The neighborhood didn’t have a formal name, but his family always called it Birdland, a name Addison came up with when they moved there, when she was five. Some of the streets around them were Thrush, Kinglet, Robin, Swallow, Oriole, Thrasher, and Skylark. The house was very near Blue Jay Way, where George Harrison once lived, though actually getting there involved over a mile of driving through the spaghetti maze of streets in the canyons.
He found himself looking for helicopters as he climbed Doheny Drive. When he got to Mockingbird he turned cautiously, all his senses on alert. There were no military vehicles parked near the house, no soldiers with black uniforms and rifles. He turned into the driveway, activated the electric gate, drove through, turned off the engine, and listened to the silence. After a while he got out and cautiously entered the house.
Built in 1972, the house had five bedrooms, six and a half baths. Five thousand square feet in two stories, and that was not counting the guesthouse. Four-car garage, swimming pool, and something not many houses up in the hills had: almost a quarter acre of lawn. The southern end was a large deck that ran to the edge of a forty-five-degree downslope covered in ice plant to hold the soil in place. The whole thing was white, boxy, and modern, with a lot of glass walls facing south and no windows at all facing the street, which was standard practice for people living in the hills.
It was way too much house for the three of them. Dave had grown to hate it in the last few years. It was an albatross around his neck. He had paid what seemed an insane amount for it at the time, then watched as his investment doubled, then almost tripled
, then fell over the edge with the popping of the housing bubble. If he sold it, he would walk away with a few thousand dollars.

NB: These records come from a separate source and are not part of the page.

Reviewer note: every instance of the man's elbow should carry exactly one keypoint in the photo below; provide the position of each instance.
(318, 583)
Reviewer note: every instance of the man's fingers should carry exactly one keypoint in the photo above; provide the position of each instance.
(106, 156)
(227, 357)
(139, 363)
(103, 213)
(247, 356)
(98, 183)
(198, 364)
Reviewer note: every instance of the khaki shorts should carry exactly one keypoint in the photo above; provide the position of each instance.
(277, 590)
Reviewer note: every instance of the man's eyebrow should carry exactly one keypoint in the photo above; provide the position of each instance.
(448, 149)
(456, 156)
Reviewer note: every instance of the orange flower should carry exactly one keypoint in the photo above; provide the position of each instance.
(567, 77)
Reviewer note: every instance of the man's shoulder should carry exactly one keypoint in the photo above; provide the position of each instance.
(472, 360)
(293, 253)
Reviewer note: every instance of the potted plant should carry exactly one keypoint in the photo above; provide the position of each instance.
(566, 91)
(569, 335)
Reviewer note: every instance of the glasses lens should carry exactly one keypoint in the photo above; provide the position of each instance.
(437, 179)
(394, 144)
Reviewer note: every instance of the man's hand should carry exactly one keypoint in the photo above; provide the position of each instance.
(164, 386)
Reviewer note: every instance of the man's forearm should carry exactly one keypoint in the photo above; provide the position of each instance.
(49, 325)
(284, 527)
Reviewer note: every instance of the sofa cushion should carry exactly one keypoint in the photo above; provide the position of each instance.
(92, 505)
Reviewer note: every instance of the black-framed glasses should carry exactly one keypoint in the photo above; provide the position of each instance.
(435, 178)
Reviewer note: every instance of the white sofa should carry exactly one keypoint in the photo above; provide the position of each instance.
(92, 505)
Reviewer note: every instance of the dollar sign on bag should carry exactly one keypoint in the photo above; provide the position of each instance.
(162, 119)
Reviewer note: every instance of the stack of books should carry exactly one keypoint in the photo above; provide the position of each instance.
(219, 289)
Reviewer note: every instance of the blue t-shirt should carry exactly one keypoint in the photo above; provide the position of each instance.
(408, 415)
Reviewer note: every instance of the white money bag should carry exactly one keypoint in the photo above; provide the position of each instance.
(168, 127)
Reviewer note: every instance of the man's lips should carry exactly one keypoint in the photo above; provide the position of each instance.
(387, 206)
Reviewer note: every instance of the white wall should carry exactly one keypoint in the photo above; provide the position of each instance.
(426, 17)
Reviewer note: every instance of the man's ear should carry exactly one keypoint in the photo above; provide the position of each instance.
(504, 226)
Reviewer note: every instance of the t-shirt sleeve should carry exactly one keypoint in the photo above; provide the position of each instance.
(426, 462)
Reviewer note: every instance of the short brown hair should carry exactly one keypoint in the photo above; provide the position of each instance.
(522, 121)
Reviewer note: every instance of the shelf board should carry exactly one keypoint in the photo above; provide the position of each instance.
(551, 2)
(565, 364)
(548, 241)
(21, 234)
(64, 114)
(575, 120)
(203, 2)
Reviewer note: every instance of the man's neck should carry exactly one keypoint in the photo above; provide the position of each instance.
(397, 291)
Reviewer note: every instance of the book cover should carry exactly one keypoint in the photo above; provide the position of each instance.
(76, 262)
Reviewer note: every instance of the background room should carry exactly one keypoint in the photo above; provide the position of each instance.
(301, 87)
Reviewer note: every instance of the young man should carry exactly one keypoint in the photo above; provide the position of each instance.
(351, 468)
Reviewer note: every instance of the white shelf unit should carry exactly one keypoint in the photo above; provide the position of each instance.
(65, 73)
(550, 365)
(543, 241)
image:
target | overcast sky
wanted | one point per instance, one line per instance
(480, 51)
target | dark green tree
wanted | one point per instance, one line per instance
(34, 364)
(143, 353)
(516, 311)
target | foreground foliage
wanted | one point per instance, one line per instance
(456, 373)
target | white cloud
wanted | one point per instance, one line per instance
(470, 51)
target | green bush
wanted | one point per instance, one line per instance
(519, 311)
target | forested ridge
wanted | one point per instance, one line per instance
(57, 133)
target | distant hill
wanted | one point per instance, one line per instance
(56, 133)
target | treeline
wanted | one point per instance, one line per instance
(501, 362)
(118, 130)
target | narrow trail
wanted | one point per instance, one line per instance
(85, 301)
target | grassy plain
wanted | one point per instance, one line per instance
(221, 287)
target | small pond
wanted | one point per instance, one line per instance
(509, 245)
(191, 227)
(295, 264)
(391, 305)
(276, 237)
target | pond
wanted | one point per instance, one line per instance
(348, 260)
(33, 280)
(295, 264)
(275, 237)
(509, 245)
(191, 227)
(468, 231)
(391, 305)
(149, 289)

His office was the guesthouse. The top floor was used for storage. The bottom floor was one large room with a galley kitchen, a gas fireplace, the obligatory media center, and a large conference table. When he was flying high in the situation comedy business they would often hold story conferences at that table.
The south wall, like the south wall of the main house, was all glass. The view ranged from Hancock Park to Mar Vista, with Century City, the Miracle Mile on Wilshire Boulevard, Baldwin Hills, and of course downtown Beverly Hills in between. At night he could see the long lines of headlights and taillights on the I-10 and the 405, and the planes lining up to land at LAX. It was a killer view, and he had arranged the series of long oak tables he used for a desk to face it. He sat down in his chair and powered up one of the three computers on the desk. He brought up the views from the three street-side security cameras.
All was still quiet on Mockingbird Drive.
He saved his treatment onto a flash drive. Then he shredded it, and files of his interviews with Colonel Warner. There was nothing he could do about the bank records of the checks he had written to him. And who was he kidding? If those people thought he had seen data he shouldn’t have seen, there was a waterboard or a bullet somewhere out there with his name on it.
Once more he went back over the events of the last two days in his mind. Was there any other possible interpretation than what Colonel Warner had shown him? Up until that morning Dave had been leaning toward the theory that he had simply been spinning a tall tale, or maybe exaggerating some rumors he had picked up from some of his friends still in government. How was it possible that something of that magnitude was going on, spreading around the globe, and it wasn’t all over CNN? Was that plausible?
Well, maybe just. Keeping the secret in the Arabian desert would be the easiest. Nobody lived out there except oil workers, and they could be sequestered. The visible evidence—the smoke during the day and the flames at night—reminding him of the biblical pillars that guided the Israelites—could be explained as accidents or sabotage, for a while.